Documentary fails to clarify what makes Wilders tick, say Dutch papers

Photo: Peter van der Sluijs via Wikimedia Commons

Not many journalists get to interview Geert Wilders, leader of the anti-Islam party PVV, except to talk about his love of cats or some other innocuous subject. American journalist Stephen Robert Morse was granted unprecedented access to the politician and followed in his footsteps for four months. Last night Viceland broadcast Morse’s documentary ‘Wilders’.

The documentary maker became interested in Wilders in the wake of the rise of Donald Trump and other populist leaders, he said in an interview with RTL Nieuws . ‘Wilders is the leader of a worldwide movement which started in the Netherlands. He is a rising star and I wanted to show his influence,’ Morse said.

The documentary maker thinks Wilders, who is notoriously shy of Dutch journalists, said yes to his request almost immediately because he promised to portray him ‘honestly and without prejudice’.

Very open

Morse’s personal impression of Wilders is a non-committal ‘a man with good and bad qualities who cracks the odd joke’ and who is ‘very open’.

This openness notwithstanding the film has not much to offer to the Dutch viewer, says the NRC‘s Floor Boon who saw the film in Sheffield where it premiered in a half-filled cinema.

‘In spite of the ominous sounding score the film fails to put you on the edge of your seat. It’s a film that may be interesting to an outsider unfamiliar with Geert Wilders but in the Netherlands it won’t make much of a splash. Yes, the politician talks about his personal life, his childhood, his mother, his marriage. But the details he gives have been carefully chosen to fit the story he wants to tell,’ Boon writes.

Israel

As far as Wilder’s political stance is concerned, the film suggests that an incident during Wilders’ time in Israel when he was 17 may have been a key moment in his development, Boon writes.

Wilders tells the story of when he crossed the border with Egypt without a visa, helped by an Egyptian boy. As soon as they had arrived in Egypt the boy’s opinion about Israel flipped completely. He calls them beasts and accuses them of poisoning wells. ‘I saw hate in his eyes’, Wilders says. ‘How can a boy that age have so much hate in him?’.

Volkskrant critic Haro Kraak thinks Morse ‘milked’ his unique access to Wilders but failed to make good use of it. ‘Viewers were meant to feel they were getting incredibly close to Wilders but all they got was a heavily guarded and scripted walk in a park, a couple of uninteresting chats in the back of a car and a studio interview,’ Kraak writes.

Waning interest

Kraak also mentions Wilder’s comments about the hate-filled Egyptian boy. ‘If that moment really is the basis for his own hate then that would be tragically trivial.
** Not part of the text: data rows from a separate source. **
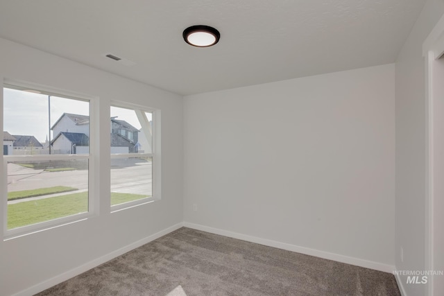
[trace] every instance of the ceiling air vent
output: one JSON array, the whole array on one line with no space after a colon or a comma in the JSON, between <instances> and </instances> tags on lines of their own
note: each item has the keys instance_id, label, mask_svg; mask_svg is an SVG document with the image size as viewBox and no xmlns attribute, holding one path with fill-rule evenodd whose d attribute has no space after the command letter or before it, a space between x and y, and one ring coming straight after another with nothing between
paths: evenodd
<instances>
[{"instance_id":1,"label":"ceiling air vent","mask_svg":"<svg viewBox=\"0 0 444 296\"><path fill-rule=\"evenodd\" d=\"M121 60L121 59L119 57L117 57L115 55L112 55L110 53L108 53L108 55L105 55L107 58L110 58L110 59L112 59L114 60Z\"/></svg>"},{"instance_id":2,"label":"ceiling air vent","mask_svg":"<svg viewBox=\"0 0 444 296\"><path fill-rule=\"evenodd\" d=\"M124 64L125 66L134 66L135 64L136 64L136 63L133 61L125 58L119 58L117 55L110 53L103 53L102 56L113 60L119 64Z\"/></svg>"}]
</instances>

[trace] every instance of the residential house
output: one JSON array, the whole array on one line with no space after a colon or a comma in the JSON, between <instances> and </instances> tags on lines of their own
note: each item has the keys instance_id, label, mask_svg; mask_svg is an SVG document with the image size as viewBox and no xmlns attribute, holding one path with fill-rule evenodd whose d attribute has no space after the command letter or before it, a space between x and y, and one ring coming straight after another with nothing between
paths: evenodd
<instances>
[{"instance_id":1,"label":"residential house","mask_svg":"<svg viewBox=\"0 0 444 296\"><path fill-rule=\"evenodd\" d=\"M15 138L8 132L3 132L3 155L10 155L12 154L12 149Z\"/></svg>"},{"instance_id":2,"label":"residential house","mask_svg":"<svg viewBox=\"0 0 444 296\"><path fill-rule=\"evenodd\" d=\"M137 153L139 130L123 120L111 118L111 152ZM89 117L63 113L51 127L54 139L51 141L53 154L89 153Z\"/></svg>"},{"instance_id":3,"label":"residential house","mask_svg":"<svg viewBox=\"0 0 444 296\"><path fill-rule=\"evenodd\" d=\"M42 154L44 152L43 145L34 136L14 134L13 137L15 138L13 144L15 155Z\"/></svg>"},{"instance_id":4,"label":"residential house","mask_svg":"<svg viewBox=\"0 0 444 296\"><path fill-rule=\"evenodd\" d=\"M0 239L0 294L36 294L182 226L388 272L444 270L432 239L444 215L431 211L444 177L430 175L444 149L427 141L444 134L429 96L444 71L428 67L444 1L56 3L1 2L2 79L85 94L103 120L112 102L160 110L162 197L110 214L110 157L93 155L99 207ZM221 40L189 47L181 33L203 20ZM404 296L444 295L442 277L397 280Z\"/></svg>"}]
</instances>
It is more likely that Wilders knew what the film maker wanted to hear. Or that he has convinced himself that this memory has formed him,’ Kraak writes.

Boon suggests the interest in Wilders might be waning. ‘If this documentary had been made a couple of years ago public interest would have been enormous. But the turn up in Sheffield was very low and there were no sparks during the run up to the broadcast in the Netherlands. Could it be that the Netherlands tired of Wilders?’ she asks.